Mr. Clark, who played a range of supporting roles, was in demand partly because of his handsome, dignified appearance, partly because of his versatility as an actor and his professionalism and partly because he had such an engaging off-stage personality and a fund of theater stories that actors, directors and even stagehands simply liked to have him around.

Indeed, Mr. Clark, a close friend of Dorothy Parker and other Algonquin Round Table regulars as well as of the Algonquin’s longtime owner, Frank Case, was considered such a boon companion that he made a cherished subsidiary career simply by having lunch.

As the secretary of the New York branch of the Escholier Club, which was founded by the financier Jules Bache and other wealthy theater buffs in 1941, he was in charge of rounding up the celebrity guests for the club’s regular lavish lunches at restaurants like the “21” Club, Lutèce and eventually the Four Seasons.
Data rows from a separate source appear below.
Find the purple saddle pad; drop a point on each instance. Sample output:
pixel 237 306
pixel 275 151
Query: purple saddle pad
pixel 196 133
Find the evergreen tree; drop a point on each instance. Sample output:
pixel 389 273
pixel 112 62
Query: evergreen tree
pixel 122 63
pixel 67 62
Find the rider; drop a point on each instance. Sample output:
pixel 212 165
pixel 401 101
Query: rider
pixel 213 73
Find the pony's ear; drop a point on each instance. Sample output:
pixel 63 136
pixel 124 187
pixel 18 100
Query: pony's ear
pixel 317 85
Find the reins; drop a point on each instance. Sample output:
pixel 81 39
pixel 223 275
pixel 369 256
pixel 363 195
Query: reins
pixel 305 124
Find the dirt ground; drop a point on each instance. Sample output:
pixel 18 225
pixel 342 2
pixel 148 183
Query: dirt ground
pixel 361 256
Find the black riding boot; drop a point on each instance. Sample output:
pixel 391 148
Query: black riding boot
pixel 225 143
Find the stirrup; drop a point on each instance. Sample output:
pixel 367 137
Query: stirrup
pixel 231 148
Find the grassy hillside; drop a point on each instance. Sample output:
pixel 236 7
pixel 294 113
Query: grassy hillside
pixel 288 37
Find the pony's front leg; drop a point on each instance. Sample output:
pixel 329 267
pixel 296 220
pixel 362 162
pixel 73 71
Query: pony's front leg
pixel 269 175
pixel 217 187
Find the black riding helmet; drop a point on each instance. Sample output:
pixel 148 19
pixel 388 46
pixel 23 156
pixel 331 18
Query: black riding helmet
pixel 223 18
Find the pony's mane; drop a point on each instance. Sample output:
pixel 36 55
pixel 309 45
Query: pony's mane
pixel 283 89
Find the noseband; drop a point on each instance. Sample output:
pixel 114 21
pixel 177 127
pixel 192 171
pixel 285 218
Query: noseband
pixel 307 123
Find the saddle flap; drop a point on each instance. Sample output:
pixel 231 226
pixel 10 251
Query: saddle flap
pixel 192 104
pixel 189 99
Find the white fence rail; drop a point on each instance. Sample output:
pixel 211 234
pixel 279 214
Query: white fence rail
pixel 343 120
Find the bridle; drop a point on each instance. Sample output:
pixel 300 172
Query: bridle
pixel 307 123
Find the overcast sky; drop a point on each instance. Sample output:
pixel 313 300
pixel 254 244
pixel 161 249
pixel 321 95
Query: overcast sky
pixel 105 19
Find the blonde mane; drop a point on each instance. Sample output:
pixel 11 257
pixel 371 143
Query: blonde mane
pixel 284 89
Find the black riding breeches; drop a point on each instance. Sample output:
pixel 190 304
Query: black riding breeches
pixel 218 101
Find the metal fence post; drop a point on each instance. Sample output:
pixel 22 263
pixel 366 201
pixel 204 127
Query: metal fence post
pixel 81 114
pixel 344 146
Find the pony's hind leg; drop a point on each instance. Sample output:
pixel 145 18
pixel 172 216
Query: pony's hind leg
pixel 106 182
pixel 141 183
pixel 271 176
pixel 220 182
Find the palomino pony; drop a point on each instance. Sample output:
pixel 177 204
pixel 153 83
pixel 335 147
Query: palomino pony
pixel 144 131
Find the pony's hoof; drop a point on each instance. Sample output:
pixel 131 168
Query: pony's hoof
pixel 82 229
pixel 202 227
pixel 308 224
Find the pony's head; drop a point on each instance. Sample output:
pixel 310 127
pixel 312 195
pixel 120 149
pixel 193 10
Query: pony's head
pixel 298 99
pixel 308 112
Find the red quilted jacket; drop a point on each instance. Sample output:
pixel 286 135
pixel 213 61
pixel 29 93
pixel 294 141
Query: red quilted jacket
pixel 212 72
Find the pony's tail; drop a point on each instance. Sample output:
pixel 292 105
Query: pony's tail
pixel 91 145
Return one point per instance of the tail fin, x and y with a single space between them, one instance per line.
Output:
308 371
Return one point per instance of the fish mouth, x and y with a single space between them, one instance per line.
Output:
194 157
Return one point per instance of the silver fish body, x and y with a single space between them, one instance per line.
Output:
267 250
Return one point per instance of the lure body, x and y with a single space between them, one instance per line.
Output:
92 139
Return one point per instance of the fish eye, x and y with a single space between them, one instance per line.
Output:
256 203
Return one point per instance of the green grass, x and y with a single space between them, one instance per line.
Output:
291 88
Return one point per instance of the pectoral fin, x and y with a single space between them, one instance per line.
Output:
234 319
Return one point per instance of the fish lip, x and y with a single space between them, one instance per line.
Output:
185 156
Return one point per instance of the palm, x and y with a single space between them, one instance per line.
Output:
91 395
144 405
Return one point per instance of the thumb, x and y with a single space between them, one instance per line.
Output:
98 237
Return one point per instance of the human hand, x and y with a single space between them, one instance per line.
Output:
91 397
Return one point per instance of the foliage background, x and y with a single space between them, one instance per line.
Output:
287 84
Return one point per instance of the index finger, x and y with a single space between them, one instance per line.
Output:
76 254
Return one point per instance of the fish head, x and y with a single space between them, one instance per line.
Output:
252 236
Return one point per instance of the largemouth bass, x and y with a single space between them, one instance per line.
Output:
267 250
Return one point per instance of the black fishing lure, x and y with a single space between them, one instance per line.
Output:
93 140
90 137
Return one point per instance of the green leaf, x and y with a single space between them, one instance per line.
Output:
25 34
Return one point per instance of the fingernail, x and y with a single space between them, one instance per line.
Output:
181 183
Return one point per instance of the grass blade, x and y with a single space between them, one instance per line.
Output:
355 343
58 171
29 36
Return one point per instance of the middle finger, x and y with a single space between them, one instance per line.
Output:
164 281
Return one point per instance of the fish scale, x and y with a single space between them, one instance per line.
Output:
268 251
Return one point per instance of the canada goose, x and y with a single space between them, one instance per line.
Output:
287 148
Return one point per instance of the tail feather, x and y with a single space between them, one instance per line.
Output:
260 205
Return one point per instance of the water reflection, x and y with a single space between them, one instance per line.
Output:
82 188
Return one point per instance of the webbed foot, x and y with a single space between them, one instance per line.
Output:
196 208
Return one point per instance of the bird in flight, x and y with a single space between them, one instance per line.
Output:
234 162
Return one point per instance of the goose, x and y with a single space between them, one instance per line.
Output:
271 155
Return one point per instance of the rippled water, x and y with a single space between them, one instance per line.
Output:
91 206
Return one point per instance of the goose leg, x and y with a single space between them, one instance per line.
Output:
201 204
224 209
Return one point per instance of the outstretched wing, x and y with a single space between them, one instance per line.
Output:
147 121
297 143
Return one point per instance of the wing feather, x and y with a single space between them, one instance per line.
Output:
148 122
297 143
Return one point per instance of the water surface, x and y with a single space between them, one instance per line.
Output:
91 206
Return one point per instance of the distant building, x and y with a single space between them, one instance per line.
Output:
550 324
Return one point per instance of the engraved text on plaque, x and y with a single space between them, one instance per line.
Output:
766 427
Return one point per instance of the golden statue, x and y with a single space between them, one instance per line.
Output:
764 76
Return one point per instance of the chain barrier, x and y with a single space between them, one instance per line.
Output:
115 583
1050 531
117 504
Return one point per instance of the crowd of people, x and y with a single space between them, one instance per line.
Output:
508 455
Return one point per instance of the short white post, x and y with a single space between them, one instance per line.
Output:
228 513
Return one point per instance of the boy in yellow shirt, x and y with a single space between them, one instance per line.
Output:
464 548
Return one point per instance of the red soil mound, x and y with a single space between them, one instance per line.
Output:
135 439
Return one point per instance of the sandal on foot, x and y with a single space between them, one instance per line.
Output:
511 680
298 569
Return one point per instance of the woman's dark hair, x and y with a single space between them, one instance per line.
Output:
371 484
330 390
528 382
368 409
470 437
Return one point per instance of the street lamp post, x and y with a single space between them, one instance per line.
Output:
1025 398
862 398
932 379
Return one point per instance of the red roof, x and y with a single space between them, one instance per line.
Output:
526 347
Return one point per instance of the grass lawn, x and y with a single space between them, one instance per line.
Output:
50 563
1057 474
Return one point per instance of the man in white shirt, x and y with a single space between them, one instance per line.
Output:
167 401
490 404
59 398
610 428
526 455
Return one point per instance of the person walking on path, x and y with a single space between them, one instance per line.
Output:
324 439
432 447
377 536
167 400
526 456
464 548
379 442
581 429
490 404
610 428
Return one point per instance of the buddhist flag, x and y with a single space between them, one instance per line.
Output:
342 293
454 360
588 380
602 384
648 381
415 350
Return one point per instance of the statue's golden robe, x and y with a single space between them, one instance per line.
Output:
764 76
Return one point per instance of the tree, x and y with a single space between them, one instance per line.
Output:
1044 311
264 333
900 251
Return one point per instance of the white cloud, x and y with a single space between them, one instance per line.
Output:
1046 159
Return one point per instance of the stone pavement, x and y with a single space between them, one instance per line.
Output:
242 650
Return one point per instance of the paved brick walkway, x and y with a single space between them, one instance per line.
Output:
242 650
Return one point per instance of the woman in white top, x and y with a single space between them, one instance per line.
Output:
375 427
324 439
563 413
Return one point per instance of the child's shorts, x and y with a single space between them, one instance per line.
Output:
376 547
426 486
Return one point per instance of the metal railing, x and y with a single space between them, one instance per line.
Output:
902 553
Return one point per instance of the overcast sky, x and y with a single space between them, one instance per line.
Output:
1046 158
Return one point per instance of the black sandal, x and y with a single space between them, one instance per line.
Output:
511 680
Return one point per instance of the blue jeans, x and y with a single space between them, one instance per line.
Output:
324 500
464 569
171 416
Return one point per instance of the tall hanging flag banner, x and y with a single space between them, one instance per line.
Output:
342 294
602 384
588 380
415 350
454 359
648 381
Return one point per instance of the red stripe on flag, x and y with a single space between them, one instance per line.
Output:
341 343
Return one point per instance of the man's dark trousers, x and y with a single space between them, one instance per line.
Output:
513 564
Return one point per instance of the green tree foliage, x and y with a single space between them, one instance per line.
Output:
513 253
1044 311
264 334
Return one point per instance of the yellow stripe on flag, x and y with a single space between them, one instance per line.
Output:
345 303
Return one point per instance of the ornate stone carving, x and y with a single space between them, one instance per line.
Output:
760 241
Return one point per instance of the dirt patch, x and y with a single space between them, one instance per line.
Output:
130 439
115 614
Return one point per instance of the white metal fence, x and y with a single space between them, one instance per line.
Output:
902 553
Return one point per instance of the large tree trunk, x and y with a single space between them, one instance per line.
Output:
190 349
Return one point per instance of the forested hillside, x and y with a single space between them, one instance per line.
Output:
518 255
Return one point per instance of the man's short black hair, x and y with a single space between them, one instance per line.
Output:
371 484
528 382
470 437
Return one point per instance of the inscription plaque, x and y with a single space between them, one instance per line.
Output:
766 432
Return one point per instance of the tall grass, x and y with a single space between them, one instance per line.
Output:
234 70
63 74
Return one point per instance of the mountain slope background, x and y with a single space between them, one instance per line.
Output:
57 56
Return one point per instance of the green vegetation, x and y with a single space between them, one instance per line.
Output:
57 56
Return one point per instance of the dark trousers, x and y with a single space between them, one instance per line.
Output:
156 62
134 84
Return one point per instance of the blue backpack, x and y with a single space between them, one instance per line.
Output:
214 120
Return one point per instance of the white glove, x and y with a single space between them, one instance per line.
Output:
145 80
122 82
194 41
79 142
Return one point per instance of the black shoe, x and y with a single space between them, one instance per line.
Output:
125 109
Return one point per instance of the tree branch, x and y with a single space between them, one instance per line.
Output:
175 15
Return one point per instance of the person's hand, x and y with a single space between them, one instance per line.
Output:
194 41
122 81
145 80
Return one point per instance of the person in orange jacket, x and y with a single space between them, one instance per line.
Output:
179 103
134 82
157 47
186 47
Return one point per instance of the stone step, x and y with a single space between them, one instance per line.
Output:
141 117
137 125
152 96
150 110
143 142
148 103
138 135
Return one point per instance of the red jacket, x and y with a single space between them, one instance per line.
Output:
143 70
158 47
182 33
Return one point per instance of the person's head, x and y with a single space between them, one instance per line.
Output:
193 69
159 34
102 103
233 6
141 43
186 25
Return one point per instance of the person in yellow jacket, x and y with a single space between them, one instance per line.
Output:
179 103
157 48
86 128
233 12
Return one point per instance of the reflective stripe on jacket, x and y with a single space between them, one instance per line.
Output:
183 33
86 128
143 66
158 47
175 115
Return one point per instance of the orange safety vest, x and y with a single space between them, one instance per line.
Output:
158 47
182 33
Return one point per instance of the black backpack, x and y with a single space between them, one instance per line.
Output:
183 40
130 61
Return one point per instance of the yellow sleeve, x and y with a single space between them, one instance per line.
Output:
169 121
Among those he recruited were Gertrude Lawrence, Vivien Leigh, Edith Piaf, Salvador Dali (a club favorite who made some 50 appearances in 30 years), and, in one memorable double bill, Maria Callas and Adlai Stevenson.

Mr. Clark, who wrote articles for The New Yorker and other magazines and served a year as theater editor of Vanity Fair in the 1930’s, was also a founder and first president of the Friends of Richard III, an organization founded in 1955 to establish that the British monarch was not the murderous thug that his Tudor successors and Shakespeare made him out to be.

Of all Mr. Clark’s Broadway roles, it was as a society cad in the 1942 production of “Counselor at Law” with Paul Muni that Mr. Clark made his most lasting impression, at least on a 19-year-old actress named Frances Tannehill. Miss Tannehill, who became his wife, had to be prompted yesterday to recall her part in the play.

“I’m such a dignified lady,” she said. “I played a hooker.”

Mr. Clark, an Episcopalian, and Miss Tannehill, a Catholic, were married in 1945 in what Mr. Clark insisted on calling the St. Patrick’s mixed grill: the cathedral rectory.

While his stage career may have been lost with the flow of time, at least two of his performances will apparently live forever. He appears as a film producer in a “Honeymooners” episode known as “On Stage” and, most memorably, as Andre, the decorator who leaves his glove behind in “Pardon My Glove.”

In addition to his wife, he is survived by a daughter, Nicole, of Manhattan.